Benchmarking various FFT implementations

FFTW3 run in FFTW_MEASURE mode. FFTW_PATIENT is death, and I wanted to give it a fair shot with the default. It's compiled with

./configure --enable-openmp --enable-shared=yes --enable-sse2 --enable-avx\
    --enable-avx2 --enable-avx512 --disable-kcvi --disable-vsx \
    --disable-avx-128-fma --enable-fma

using gcc 12.2.0. All benchmarks are compiled with native instructions enabled: -march=native -O3.

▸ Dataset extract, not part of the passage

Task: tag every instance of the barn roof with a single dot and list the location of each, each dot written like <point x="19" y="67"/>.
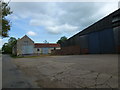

MKL	FFTW	KISS	Pocket	DUCC	Sleef
2023.1.0	3.3.10	131.1.0	81d171a6	0.32.0	3.5.1

Single threaded results

1D

2D

3D

Multi threaded results

All benchmarks are run on a single socket, using all available cores on that socket. I.e.

# Rome: 64 cores
# Skylake: 20 cores
# Icelake: 32 cores

export OMP_NUM_THREADS=$((nproc / 2))
export OMP_PROC_BIND=spread
export OMP_PLACES=threads

taskset -c 0-$((OMP_NUM_THREADS-1)) blah_bench args

Note that KISS has openmp enabled, but I didn't do a separate build for it. Given its performance, I am happy to ignore it. So the following benchmarks are just for mkl/fftw3.

1D

2D

Note the AMD measurements are not in error. This really happens consistently. MKL is very unhappy with more than 16 threads for these particular sizes in 2D.